As part of the Statistical Society of Australia's National Access Grid Seminar Series, Professor Terry Speed will speak on "Removing unwanted variation: from principal components to random effects"
Time: Wednesday 26 June, 4.00pm AEST (2.00pm AWST)
Place (physical): AMSI Access Grid Room at the University of Melbourne
Place (online): If you want to participate in this seminar, please book an Access Grid Room that you are able to use at your local university/institution (a list is available at http://www.accessgrid.org/nodes)
RSVP: your attendance by emailing Anne Nuguid (firstname.lastname@example.org) noting your name, email address, and the location of the AGR that you are participating from
Ordinary least-squares is a venerable tool for the analysis of scientific data originating in the work of A-M. Legendre and C. F. Gauss around 1800. Gauss used the method extensively in astronomy and geodesy.
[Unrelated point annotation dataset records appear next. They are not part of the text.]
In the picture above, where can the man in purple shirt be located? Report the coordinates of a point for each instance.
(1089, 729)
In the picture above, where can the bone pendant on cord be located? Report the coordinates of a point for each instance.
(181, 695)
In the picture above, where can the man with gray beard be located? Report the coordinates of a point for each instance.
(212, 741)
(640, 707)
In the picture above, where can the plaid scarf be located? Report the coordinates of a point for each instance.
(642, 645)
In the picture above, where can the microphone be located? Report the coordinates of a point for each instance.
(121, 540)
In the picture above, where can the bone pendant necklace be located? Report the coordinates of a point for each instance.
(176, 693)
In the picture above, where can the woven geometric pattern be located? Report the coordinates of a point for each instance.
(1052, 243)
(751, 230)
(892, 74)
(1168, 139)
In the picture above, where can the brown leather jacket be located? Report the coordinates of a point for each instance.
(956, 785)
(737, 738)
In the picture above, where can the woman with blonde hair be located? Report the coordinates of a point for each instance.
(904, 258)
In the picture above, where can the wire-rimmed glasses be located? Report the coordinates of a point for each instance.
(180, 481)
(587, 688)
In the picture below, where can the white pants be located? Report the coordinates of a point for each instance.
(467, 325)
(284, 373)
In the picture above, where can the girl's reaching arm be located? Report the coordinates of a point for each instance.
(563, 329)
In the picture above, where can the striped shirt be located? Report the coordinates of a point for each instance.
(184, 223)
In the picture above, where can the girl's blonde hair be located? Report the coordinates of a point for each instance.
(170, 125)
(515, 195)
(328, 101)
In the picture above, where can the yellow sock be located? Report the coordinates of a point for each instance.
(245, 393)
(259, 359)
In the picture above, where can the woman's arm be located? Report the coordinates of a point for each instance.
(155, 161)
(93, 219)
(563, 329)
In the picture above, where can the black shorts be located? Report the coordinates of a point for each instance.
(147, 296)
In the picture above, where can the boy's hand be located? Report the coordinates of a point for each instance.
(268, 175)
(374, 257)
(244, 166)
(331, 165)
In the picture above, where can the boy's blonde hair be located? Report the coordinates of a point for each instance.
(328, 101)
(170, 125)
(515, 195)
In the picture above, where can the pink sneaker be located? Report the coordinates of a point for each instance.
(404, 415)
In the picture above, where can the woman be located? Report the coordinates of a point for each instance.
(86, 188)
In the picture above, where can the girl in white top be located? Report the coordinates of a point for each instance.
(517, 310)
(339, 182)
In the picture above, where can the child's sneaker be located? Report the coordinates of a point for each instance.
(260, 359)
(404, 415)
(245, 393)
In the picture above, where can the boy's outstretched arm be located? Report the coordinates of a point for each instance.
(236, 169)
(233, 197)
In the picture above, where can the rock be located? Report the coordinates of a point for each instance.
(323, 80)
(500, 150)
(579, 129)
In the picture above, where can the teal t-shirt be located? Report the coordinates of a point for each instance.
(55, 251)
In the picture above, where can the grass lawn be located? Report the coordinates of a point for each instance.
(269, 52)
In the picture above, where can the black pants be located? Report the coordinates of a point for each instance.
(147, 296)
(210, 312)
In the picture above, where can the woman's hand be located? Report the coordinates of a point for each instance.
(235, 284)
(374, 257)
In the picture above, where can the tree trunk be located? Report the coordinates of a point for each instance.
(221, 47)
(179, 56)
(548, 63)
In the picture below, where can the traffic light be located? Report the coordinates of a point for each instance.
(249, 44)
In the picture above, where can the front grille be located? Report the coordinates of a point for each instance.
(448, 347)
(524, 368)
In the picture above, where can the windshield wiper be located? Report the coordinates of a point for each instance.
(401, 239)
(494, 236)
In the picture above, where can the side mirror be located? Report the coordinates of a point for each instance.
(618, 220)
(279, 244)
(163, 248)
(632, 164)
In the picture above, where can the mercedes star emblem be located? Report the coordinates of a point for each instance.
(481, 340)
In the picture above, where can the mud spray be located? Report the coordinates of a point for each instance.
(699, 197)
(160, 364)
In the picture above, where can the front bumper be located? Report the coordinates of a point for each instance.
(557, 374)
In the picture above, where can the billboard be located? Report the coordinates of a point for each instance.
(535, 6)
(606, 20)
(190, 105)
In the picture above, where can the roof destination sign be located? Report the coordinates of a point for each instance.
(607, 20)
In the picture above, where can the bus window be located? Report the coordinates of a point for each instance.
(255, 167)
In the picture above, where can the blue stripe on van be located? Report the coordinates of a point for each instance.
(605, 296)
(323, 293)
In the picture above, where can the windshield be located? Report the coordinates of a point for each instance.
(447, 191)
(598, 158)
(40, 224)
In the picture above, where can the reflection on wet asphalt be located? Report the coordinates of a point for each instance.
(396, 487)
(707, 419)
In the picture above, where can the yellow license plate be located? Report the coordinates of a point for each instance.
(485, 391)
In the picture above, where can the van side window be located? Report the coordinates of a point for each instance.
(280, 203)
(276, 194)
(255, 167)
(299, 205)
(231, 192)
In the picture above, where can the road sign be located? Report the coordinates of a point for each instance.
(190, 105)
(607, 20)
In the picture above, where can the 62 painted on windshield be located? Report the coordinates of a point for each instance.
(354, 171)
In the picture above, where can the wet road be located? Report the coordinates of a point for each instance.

Generalized least squares is more recent, originating with A. C. Aitken in 1934, though weighted least squares was widely used long before that. At around the same time (1933) H. Hotelling introduced principal components analysis to psychology. Its modern form is the singular value decomposition. In 1907, motivated by social science, G. U. Yule presented a new notation and derived some identities for linear regression and correlation. Random effects models date back to astronomical work in the mid-19th century, but it was through the work of C. R. Henderson and others in animal science in the 1950s that their connexion with generalized least squares was firmly made.
These are the diverse origins of our story, which concerns the removal of unwanted variation in high-dimensional genomic and other "omic" data using negative controls. We start with a linear model that Gauss would recognize, with ordinary least squares in mind, but we add unobserved terms to deal with unwanted variation. A singular value decomposition, one of Yule's identities, and negative control measurements (here genes) permit the identification of our model. In a surprising twist, our initial solution turns out to be equivalent to a form of generalized least squares. This is the starting point for much of our recent work. In this talk I will try to explain how a rather eclectic mix of familiar statistical ideas can combine with equally familiar notions from biology (negative and positive controls) to give a useful new set of tools for omic data analysis. Other statisticians have come close to the same endpoint from a different perspectives, including Bayesian, sparse linear and random effects models.
Terry Speed completed a BSc (Hons) in mathematics and statistics at the University of Melbourne (1965), and a PhD in mathematics at Monash University (1969). He held appointments at the University of Sheffield, U.K. (1969-73) and the University of Western Australia in Perth (1974-82), and he was with Australia's CSIRO between 1983 and 1987. In 1987 he moved to the Department of Statistics at the University of California at Berkeley (UCB), and has remained with them ever since. In 1997 he took an appointment with the Walter Eliza Hall Institute of Medical Research (WEHI) in Melbourne, Australia, and was 50:50 UCB:WEHI until 2009, when he became emeritus professor at UCB and full-time at WEHI, where he heads the Bioinformatics Division. His research interests lie in the application of statistics to genetics and genomics, and to related fields such as proteomics, metabolomics and epigenomics.